I’m no expert but you might want to check this issue with someone who is: I think that credit enhancement was extremely important to synthetic CDOs, but that standard CDOs and MBSs can be — and in many cases were — structured without it.
It’s not clear that plain vanilla one-level securitizations will go the way of the dodo bird — nor that they should.
Standard CDOs and structured MBS (the tranched kind, as opposed to simple pass throughs) all require credit enhancement. You can’t get the AAA rating on the top tranche without it, and the AAA tranche is necessary, at least in the structures used conventionally, for the deal economics to work.
There are three ways to achieve the credit enhancement: credit default swaps, typically written by banks, investment banks, and hedge funds, guarantees from monolines (they are called credit default swaps, but that nomenclature is somewhat misleading, because some key terms differ from the credit default swaps from banks et al.) and overcollateralization.
CDS protection writers have cut back on writing new CDS, so they are scarce and costly, so the deal economics don’t work. Monolines don’t have AAAs (except for FSA), do their policies wouldn’t work even if they were still in a position to write new business, so the only route left is overcollateralization. I have not idea how and when it can work as well as the other two methods.
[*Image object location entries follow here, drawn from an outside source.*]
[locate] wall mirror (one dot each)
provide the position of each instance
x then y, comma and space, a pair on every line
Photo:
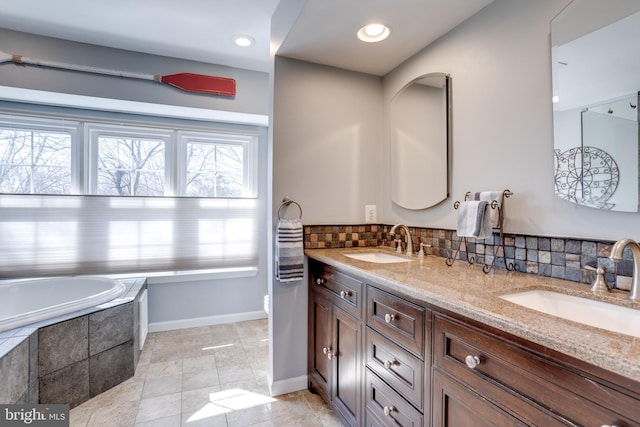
419, 142
596, 79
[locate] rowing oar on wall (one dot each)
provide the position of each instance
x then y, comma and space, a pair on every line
185, 81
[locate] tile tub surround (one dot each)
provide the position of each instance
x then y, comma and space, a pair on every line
466, 290
70, 358
560, 258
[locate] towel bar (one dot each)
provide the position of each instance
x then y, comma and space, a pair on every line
486, 268
285, 203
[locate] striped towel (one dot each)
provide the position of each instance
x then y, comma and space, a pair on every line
289, 250
489, 197
473, 220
The fact that Fannie and Freddie have doubled their market share attests to how important having a guarantee or some form of credit enhancement is to selling structured mortgage paper.
I always like your blog though I often disagree. In this case I get the feeling that you may be trying to write economic history a bit too quickly. Don’t take it personally, it’s a curse of the times.
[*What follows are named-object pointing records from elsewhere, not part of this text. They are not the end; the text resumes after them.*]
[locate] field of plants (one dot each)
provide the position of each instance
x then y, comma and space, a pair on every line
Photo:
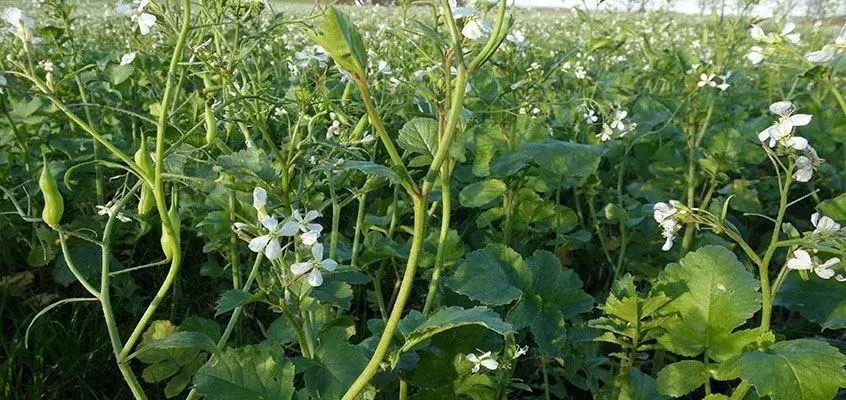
247, 200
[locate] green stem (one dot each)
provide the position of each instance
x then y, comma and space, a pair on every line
399, 305
158, 190
359, 221
446, 210
106, 302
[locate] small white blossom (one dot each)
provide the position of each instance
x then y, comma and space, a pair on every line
666, 216
802, 260
823, 224
127, 58
312, 267
483, 360
476, 29
782, 132
804, 169
821, 56
269, 243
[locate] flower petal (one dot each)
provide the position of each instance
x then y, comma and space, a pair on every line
329, 264
273, 250
258, 243
269, 222
300, 268
315, 278
317, 251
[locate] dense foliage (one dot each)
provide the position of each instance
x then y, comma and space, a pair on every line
227, 200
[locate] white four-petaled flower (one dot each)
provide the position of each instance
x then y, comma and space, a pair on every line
823, 224
312, 267
482, 360
803, 261
782, 132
Perhaps a bit of a wait is in order before we confine securitization and other innovations to the dustbin. After all the automobile was considered next to useless when first invented and Harry Truman was laughed at for years after he left office. Obviously, in both cases instant analysis proved to be faulty.
Sometimes it takes to take a deep breath and say I don’t know for sure. Let’s see how it works out and maybe there was some good there we can salvage.
Just a thought. And by the way, though I disagree, it was a well written and thought provoking post.
Sorry, should have said it pays to take a deep breath.
Just move too fast on these comment pages.
It takes a long time to form a major aquifer, or a large
petroleum basin. For most Americans, it takes a long time to accumulate equity. When circumstances change, and wages stagnate or decline in real terms, it’s an understandable impulse to try to keep up old
patterns of consumption, if there is an easy reservoir
to tap. The equity reservoir built up in homes did so
precisely because it had been hard to tap until financial innovation (enhanced drilling techniques) came along. Well, now we have Peak Equity. Unless
there is something else left to tap, the great moderation is over.
This has been one of a number of articles since the credit crisis struck in which Cecchetti has been uncritical of recent policies and reassuring about the future. Does anyone else think that he might be positioning himself for a place on the FOMC?
“Does anyone else think that he might be positioning himself for a place on the FOMC?”
He is joining the BIS on july 1st [basel.gnomeland]
jck
Thanks for that interesting piece of information.
Yves, I was forgetting that overcollateralization is actually considered a form of credit enhancement. Since its only third-party credit enhancement that has disappeared, there may a little life in structured finance left.
I think the real question is whether in a decade or so — i.e. once we’ve gotten back to more normal credit conditions — there’s a market for the equity and B grade tranches. If nobody has faith in the quality of underwriting, there won’t be.